SleepJEPA: Learning the latent world of sleep with at-home sleep data to estimate disease risk
Journal:
medRxiv
Published Date:
Mar 24, 2026
Abstract
Sleep disturbances lead to risk for cardiovascular (CV), metabolic, and neurological diseases. While in-lab polysomnography (PSG) is the gold standard for measuring sleep disturbances, at-home PSG (hPSG) is increasingly being used and collects a similar wealth of information. However, the link between hPSG measurements and future disease risk are not well understood. We present SleepJEPA, a foundational sleep study representation model trained via a joint embedding predictive architecture that learns full night, multichannel sleep representations using hPSGs in the latent space. SleepJEPA was trained, validated, and tested with 422,035 hours of sleep signal data from 55,518 sleep studies.
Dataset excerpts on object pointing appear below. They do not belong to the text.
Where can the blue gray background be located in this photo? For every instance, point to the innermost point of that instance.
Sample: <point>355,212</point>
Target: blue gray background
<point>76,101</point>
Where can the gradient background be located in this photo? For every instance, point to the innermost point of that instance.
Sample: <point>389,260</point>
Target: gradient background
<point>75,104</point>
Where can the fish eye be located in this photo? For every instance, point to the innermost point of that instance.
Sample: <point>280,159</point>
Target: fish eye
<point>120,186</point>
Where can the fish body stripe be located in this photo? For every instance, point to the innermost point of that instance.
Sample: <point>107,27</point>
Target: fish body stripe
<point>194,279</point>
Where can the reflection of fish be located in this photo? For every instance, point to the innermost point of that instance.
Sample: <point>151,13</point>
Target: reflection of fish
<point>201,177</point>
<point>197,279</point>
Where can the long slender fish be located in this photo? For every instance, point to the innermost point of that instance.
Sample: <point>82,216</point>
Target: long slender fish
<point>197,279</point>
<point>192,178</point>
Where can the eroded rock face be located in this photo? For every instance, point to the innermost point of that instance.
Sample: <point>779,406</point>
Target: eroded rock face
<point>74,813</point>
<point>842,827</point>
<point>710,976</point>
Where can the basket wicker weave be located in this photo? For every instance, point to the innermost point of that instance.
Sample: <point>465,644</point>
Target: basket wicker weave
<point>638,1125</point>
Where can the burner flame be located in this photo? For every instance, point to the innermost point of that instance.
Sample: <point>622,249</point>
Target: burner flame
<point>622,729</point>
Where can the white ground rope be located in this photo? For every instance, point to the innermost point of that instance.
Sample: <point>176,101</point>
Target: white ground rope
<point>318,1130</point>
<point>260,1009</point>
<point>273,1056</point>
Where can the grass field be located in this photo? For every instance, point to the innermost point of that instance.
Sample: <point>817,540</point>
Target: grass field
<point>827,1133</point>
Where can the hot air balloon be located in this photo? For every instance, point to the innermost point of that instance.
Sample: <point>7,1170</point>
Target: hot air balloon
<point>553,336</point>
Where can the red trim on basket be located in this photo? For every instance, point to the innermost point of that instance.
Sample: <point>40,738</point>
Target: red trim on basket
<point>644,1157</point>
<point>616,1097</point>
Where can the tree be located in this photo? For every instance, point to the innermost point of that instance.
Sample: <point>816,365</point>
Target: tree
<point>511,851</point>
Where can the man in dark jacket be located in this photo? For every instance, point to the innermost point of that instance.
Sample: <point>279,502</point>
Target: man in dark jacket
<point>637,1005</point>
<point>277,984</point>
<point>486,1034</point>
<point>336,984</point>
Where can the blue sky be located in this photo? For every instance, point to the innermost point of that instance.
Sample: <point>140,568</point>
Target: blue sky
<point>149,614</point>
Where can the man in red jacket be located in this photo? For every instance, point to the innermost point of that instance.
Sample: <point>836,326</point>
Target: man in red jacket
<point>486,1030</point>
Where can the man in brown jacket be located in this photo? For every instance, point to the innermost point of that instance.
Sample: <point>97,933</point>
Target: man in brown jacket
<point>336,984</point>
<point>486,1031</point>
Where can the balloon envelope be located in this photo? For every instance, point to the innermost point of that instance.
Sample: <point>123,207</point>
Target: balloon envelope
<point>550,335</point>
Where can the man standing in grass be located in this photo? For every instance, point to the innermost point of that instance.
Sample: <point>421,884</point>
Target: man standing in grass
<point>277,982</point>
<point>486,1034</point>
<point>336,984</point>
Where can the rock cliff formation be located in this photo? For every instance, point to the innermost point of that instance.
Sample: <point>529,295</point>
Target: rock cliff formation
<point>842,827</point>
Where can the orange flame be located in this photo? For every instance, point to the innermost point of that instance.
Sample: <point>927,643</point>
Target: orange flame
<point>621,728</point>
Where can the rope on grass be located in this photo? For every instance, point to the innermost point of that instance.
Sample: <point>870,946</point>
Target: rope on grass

It accurately estimates 1- to 15-year cumulative risk using a discrete hazard loss function for 10 conditions, including angina (integrated area under the receiver operating characteristic curve at 15 years [iAUC15] = 0.74), CV disease death (iAUC15 = 0.81), congestive heart failure (iAUC15 = 0.83), coronary heart disease death (iAUC15 = 0.86), incident cognitive decline (iAUC10 = 0.79), diabetes (iAUC10 = 0.82), hypertension (iAUC10 = 0.79), obstructive sleep apnea (iAUC5 = 0.86), myocardial infarction (iAUC15 = 0.82), and stroke (iAUC15 = 0.78). We also show that these outcomes can be reliably predicted in independent cohorts, including CV disease death (iAUC10 = 0.80), coronary heart disease death (iAUC10 = 0.76), obstructive sleep apnea (iAUC5 = 0.77), and myocardial infarction (iAUC10 = 0.62). We report increased or matched performance as compared to recent sleep foundation models, such as SleepFM. Through correlational analyses and explainability approaches, we illustrate what features are most informative for risk at different horizons. Finally, we demonstrate SleepJEPA can effectively estimate sleep stages with high accuracy (F1 = 0.77 [95% CI: 0.76 - 0.77]), objective daytime sleepiness with modest performance (AUC = 0.64 [0.57 - 0.71]), and type 1 narcolepsy (AUC = 0.88 [0.68 - 0.97]), allowing for comprehensive labeling and disease risk assessment from hPSG signals.